Comedian Pete Holmes, of the You Made It Weird podcast and TBS’ (regrettably) canceled Pete Holmes Show, has landed on HBO with executive producer Judd Apatow — who directs this first episode — and a quasi-autobiographical story about an aspiring stand-up whose life is thrown into upheaval after he catches his wife having an affair.
It’s an incident that leaves him “crashing” on people’s couches while his life, in turn, “crashes” down around him, forcing him to live a bit more dangerously and uncomfortably than he’d grown accustomed to. Holmes has an amiable, squishy and unassuming presence and I’m really happy he’s rounded third here with an HBO series, but, as with most Apatow tales of woe, he’s become nestled within this “unlikable nice guy” persona where he’s almost too milquetoast to be believed. It’s sort of an aggressive version of being obtuse that really tests our limits for sympathy.
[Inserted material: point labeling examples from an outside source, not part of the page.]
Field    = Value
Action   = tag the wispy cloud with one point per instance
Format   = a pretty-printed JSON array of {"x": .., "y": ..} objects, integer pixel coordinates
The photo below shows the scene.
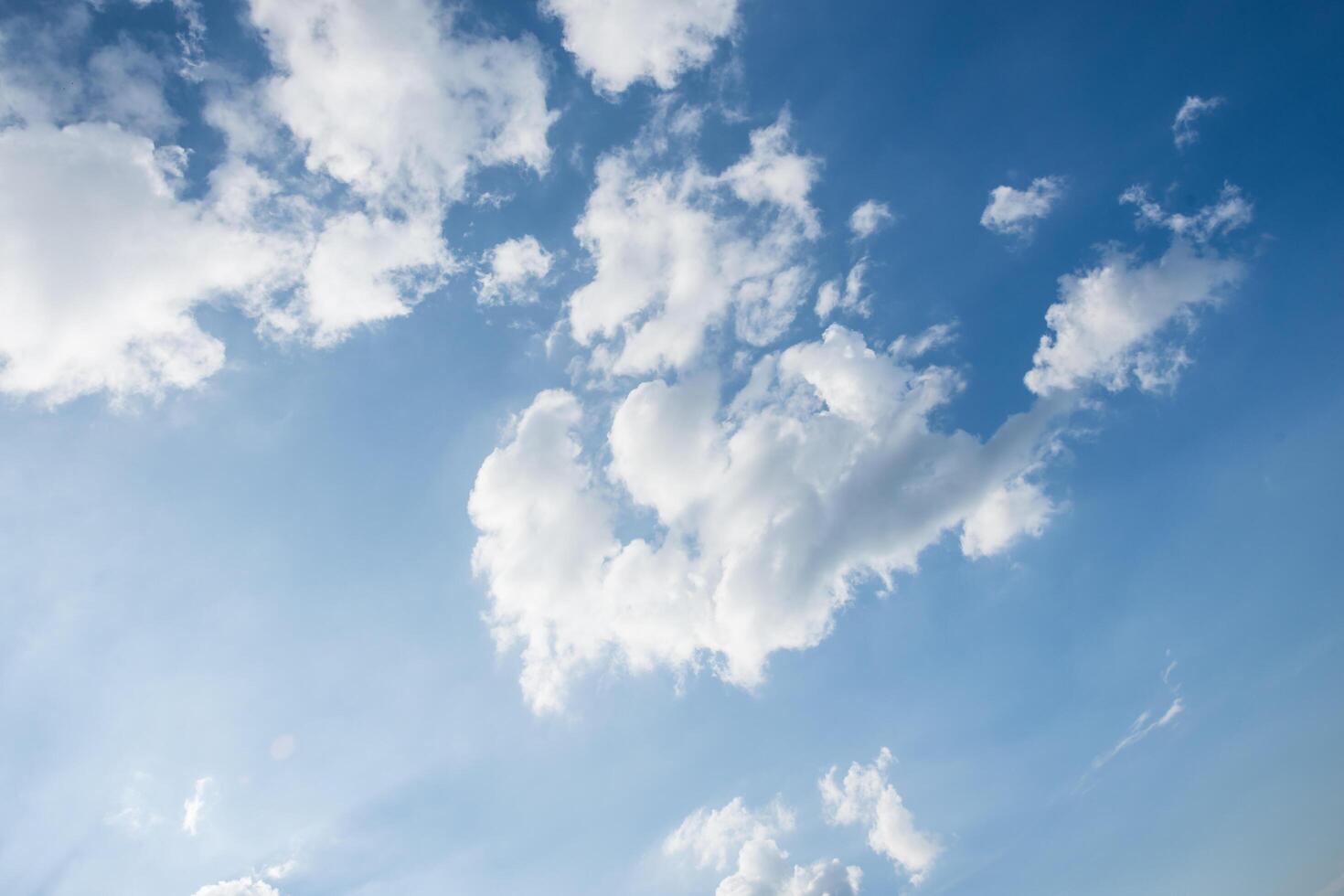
[{"x": 195, "y": 805}]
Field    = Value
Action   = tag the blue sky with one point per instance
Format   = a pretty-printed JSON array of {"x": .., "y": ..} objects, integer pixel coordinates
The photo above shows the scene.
[{"x": 763, "y": 600}]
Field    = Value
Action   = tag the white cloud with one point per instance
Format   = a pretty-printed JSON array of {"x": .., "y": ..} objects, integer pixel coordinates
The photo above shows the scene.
[
  {"x": 363, "y": 271},
  {"x": 711, "y": 837},
  {"x": 847, "y": 295},
  {"x": 618, "y": 42},
  {"x": 869, "y": 218},
  {"x": 391, "y": 101},
  {"x": 823, "y": 469},
  {"x": 103, "y": 263},
  {"x": 1232, "y": 211},
  {"x": 1012, "y": 509},
  {"x": 1194, "y": 108},
  {"x": 1115, "y": 324},
  {"x": 735, "y": 835},
  {"x": 511, "y": 266},
  {"x": 1017, "y": 211},
  {"x": 677, "y": 251},
  {"x": 102, "y": 266},
  {"x": 1146, "y": 723},
  {"x": 864, "y": 797},
  {"x": 195, "y": 805},
  {"x": 240, "y": 887}
]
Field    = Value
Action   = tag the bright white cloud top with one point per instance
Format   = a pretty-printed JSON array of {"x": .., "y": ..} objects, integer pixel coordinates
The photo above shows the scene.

Here, Pete has been living with his wife, Jess (Lauren Lapkus), for years, having met her at a Christian college and the two of them being each others’ first love. Again, there are many elements present from Holmes’ own life (and divorce) and he himself wrote this pilot, but it is often a struggle to invest in a character who didn’t, for example, have a part-time job while trying to become a working mic n’ stool stand-up. Jess has been supporting Pete while he gets paid nothing to work on his craft and somehow it never even occurred to him to, say, work 15-21 hours a week in customer service for a little extra green.
Basically, any delving into this “storybook” marriage would have revealed a ton of communication (or lack thereof) issues, but that’s not what we’re here to watch. The set up’s all about the big shocking incident. Catching the naked tattooed long-haired dude with your wife. You know, something bawdy for the trailer. It’s pretty hollow, all in all.
The show picks up though once Holmes starts palling around with the notorious Artie Lange and their dichotomy of personality, and clumsy friendship, gives Holmes a great foil to work with. Rather than wallowing in the aftermath of betrayal, Pete is more or less forced to face the ghost of a dystopian comic future. A man who made it to the big leagues, but whose life may have been, for a majority of the time, less than ideal.
I’m not sure how much Lange will be on the series, but if he just represents, say, the first couch Pete crashes on, that’d be cool. I like the idea of Pete, a very sheltered man from the get go, having to dive into the lives of actual broken comedians who often bring their pain with them up on stage.